Measles prevalent in 2014; the precautions that should be taken
According to the Centers for Disease Control, there has been a sharp rise in the numbers of measles cases this year. The spread of the disease is linked to travel and people not taking precautions.
Like other viruses, measles can spread through the air, so anyone who has it and sneezes or coughs can pass it on. It's so contagious that those who are not immune and are exposed will more than likely develop a case quickly. So what should we know about measles? Here are a few answers courtesy of the CDC:
How to prevent measles? Get vaccinated. Adults who can't remember if they were vaccinated as a child should be vaccinated again. Infants 6 months through 11 months old should have one dose of measles vaccine. Little ones in the U.S. usually receive a measles vaccine at 12 to 15 months of age. Infants who were vaccinated before 12 months should be re-vaccinated around their first birthday with two doses, at least 28 days apart.

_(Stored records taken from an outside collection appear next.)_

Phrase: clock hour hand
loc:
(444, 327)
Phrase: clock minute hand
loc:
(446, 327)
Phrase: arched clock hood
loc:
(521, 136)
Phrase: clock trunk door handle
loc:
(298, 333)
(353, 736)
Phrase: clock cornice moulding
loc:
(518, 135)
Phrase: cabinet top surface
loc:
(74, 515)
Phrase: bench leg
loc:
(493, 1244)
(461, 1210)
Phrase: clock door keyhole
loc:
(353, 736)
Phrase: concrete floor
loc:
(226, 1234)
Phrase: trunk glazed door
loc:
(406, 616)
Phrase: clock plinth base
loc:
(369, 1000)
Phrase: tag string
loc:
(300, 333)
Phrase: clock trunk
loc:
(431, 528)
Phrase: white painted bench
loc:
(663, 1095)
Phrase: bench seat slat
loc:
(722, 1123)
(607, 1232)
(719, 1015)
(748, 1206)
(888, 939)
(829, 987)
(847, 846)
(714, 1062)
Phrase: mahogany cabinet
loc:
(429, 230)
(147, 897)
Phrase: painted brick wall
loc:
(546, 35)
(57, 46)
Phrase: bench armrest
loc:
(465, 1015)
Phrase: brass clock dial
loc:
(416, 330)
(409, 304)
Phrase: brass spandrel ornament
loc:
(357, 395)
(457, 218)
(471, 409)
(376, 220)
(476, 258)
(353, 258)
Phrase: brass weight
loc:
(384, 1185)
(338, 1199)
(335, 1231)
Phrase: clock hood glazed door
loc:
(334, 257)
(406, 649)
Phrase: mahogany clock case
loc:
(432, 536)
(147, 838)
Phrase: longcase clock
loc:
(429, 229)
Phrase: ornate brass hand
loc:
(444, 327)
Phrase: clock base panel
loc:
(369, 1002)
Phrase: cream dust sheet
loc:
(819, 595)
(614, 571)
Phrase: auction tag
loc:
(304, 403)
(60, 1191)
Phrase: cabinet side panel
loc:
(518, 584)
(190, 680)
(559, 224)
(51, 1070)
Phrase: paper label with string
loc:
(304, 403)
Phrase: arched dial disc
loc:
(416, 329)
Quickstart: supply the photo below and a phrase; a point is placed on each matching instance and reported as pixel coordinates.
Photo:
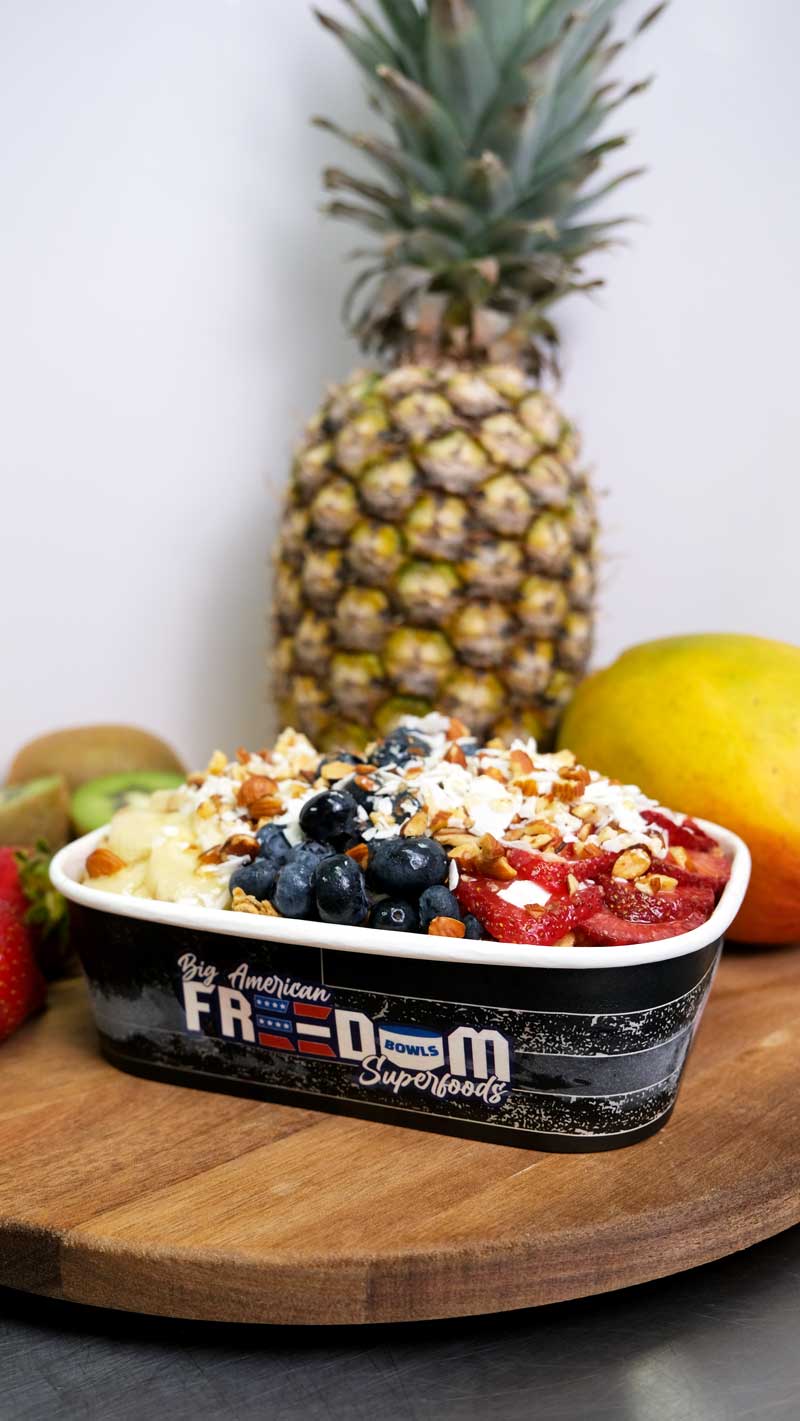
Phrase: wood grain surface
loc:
(155, 1198)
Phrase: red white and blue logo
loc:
(294, 1026)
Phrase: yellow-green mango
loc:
(709, 725)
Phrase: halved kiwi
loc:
(36, 810)
(95, 802)
(85, 752)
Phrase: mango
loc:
(709, 725)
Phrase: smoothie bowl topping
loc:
(428, 831)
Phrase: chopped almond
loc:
(104, 861)
(456, 756)
(246, 903)
(631, 864)
(446, 928)
(456, 729)
(257, 796)
(360, 853)
(336, 770)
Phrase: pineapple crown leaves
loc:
(496, 112)
(47, 910)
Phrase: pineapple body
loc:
(436, 553)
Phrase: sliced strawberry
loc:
(712, 868)
(607, 930)
(549, 873)
(506, 922)
(553, 873)
(625, 901)
(687, 834)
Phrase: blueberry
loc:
(309, 851)
(436, 903)
(293, 894)
(256, 878)
(407, 866)
(330, 816)
(400, 746)
(340, 890)
(395, 914)
(274, 846)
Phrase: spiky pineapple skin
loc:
(438, 552)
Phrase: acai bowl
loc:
(473, 939)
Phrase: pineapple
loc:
(438, 546)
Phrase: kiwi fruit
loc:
(91, 750)
(36, 810)
(95, 802)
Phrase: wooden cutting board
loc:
(155, 1198)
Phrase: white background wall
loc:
(168, 316)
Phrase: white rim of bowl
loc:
(70, 861)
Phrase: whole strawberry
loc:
(22, 984)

How can you tell if you have measles? Look for a rash that usually begins on the trunk and spreads all over your body. A good case of measles can include fever, runny nose, cough and watery eyes. Measles can cause serious illness, even death.
Should a person be cautious if traveling a lot? Yes. If you travel, definitely make sure you are vaccinated. Measles is still a common disease in Europe, Asia, Africa and the Pacific region.
According to the CDC, so far this year, there have been more U.S. travelers returning from the Philippines with measles than any other destination. So be cautious, and reduce the chances of bringing an unwanted bug back to the U.S.